Jewish educators have also come out of Temple Shalom. Bill Robinson, who earned his PhD from Rutgers University, is chief strategy officer with the Jewish Education Project. David Weinstein, who received his master’s from the Harvard Graduate School of Education, is the director of Young Judaea’s Camp Tel Yehudah. And Elisa Bergenfeld Juros, who received her master’s degree from the Rhea Hirsch School of Education at HUC-JIR Los Angeles, is a Hebrew and Judaic studies teacher at Temple Beth Shalom in Manalapan. The older members of this select group are in their 50s; the younger ones are in their early 30s. All are married and have children. All are employed in accordance with their training. The Temple Shalom family is proud of their accomplishments as they bring the joy of Judaism to their communities.
Rabbi Laurence Malinger has served the congregation as religious leader since Rabbi Weiner’s retirement, carrying on his legacy.
“Temple Shalom takes great pride in being a congregation that maintains a strong commitment to education, worship, and social justice, three core values that have been instilled in its membership for many generations,” said Malinger. “Being a rabbi is being one who loves to teach — from Torah study and adult education classes to more original venues. Each rabbi brings creative approaches to services through music, story, sermon, and participatory worship.

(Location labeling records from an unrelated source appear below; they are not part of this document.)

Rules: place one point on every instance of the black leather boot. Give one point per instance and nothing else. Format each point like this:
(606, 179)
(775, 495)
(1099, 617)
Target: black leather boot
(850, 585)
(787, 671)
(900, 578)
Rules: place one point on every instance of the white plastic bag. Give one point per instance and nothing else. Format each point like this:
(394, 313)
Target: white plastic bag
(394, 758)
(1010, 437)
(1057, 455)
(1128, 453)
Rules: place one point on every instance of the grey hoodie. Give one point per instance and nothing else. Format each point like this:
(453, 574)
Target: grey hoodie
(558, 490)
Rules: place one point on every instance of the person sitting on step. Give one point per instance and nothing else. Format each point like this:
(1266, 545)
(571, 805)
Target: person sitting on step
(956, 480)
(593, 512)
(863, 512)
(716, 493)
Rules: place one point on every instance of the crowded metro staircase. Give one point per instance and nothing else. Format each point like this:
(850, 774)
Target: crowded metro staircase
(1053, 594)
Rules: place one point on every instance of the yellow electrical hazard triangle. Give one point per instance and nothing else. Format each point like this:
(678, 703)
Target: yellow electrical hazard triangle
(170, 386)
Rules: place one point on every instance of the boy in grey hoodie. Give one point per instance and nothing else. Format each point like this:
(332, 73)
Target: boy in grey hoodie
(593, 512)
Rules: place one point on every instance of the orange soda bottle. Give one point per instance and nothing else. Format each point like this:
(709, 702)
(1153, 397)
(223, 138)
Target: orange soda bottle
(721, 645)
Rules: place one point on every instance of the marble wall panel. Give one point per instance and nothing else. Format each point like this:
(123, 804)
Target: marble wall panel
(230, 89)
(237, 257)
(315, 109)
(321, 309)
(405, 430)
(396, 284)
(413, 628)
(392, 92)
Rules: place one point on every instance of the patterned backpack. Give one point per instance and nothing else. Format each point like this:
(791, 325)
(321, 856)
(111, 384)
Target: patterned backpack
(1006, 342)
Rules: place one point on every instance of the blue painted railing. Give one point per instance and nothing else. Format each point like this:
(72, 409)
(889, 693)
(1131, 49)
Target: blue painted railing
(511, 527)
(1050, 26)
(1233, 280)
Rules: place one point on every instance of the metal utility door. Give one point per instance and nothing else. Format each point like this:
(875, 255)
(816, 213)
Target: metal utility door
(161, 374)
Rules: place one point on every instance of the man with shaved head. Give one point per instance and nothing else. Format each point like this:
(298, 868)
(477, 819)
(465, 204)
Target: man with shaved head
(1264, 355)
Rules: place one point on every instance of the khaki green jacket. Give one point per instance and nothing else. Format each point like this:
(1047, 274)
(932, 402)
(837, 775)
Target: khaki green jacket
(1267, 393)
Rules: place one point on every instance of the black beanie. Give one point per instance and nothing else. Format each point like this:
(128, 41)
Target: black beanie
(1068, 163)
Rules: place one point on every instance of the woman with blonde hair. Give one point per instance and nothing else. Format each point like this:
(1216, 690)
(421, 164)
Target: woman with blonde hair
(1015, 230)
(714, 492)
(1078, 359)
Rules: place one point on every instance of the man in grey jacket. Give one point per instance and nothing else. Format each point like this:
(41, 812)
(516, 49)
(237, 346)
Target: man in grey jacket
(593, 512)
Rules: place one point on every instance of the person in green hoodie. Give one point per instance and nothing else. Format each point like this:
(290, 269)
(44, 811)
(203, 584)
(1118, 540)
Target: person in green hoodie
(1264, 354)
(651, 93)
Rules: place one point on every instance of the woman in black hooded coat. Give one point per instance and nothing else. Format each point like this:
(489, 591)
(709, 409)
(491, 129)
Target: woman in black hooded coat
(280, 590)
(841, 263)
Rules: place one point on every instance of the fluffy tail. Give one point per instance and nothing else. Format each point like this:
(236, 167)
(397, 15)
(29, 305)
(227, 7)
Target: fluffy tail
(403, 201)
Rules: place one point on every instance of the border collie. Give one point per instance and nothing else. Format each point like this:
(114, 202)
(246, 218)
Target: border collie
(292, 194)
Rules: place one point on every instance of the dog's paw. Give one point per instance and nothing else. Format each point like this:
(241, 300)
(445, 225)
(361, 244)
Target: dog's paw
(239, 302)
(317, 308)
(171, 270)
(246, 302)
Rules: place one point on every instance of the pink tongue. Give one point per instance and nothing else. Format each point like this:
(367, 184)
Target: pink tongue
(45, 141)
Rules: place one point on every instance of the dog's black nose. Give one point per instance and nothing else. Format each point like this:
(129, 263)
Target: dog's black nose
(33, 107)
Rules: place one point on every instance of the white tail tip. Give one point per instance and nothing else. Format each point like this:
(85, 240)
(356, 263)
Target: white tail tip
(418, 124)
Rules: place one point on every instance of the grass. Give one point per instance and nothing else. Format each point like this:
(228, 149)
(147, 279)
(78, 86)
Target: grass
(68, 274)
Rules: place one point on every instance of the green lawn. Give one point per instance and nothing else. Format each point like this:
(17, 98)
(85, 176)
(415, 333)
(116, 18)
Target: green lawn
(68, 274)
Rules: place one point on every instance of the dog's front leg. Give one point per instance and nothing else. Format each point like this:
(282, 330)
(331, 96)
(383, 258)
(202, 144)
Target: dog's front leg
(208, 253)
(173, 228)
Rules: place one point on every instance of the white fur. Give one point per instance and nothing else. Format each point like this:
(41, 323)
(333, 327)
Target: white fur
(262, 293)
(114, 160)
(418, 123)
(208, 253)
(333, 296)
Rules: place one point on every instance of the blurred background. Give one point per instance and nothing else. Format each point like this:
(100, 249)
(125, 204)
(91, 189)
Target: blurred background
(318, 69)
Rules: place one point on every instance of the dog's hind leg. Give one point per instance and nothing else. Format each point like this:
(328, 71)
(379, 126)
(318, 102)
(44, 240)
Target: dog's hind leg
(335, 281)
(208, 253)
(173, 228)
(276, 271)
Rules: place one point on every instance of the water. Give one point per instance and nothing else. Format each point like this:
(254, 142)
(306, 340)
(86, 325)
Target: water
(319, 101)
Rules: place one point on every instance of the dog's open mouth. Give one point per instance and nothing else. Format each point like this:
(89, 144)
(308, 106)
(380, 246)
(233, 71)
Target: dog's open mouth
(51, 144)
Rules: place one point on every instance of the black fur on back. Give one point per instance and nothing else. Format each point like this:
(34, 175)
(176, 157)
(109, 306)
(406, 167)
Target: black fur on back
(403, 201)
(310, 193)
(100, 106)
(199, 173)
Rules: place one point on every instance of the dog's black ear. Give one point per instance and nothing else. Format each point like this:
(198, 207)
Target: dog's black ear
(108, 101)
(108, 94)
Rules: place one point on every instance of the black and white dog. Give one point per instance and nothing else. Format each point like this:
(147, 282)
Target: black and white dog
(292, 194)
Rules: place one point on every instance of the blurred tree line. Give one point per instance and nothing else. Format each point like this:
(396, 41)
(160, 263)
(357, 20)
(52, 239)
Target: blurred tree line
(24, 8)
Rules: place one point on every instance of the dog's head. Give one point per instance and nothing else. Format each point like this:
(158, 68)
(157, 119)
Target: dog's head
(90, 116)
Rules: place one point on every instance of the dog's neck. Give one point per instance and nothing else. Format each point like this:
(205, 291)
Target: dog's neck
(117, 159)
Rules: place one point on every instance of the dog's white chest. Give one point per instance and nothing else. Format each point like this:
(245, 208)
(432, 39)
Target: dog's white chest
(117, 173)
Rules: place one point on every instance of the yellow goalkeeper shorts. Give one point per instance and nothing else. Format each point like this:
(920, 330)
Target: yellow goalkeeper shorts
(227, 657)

“Today’s rabbis get to be every kind of professional: teacher, therapist, story teller, actor, public relations person, comedian, social activist, business person, event planner,” Malinger said. “Rabbis get to study and teach Judaism every single day, and we get to try to make a difference in people’s lives, in the greater community, and in the world. What could be better?”
A reunion of Temple Shalom’s Jewish professionals is planned for next spring as part of the congregation’s 50th anniversary celebration. Welcoming them back to their Jewish roots will be a joy for all the congregants.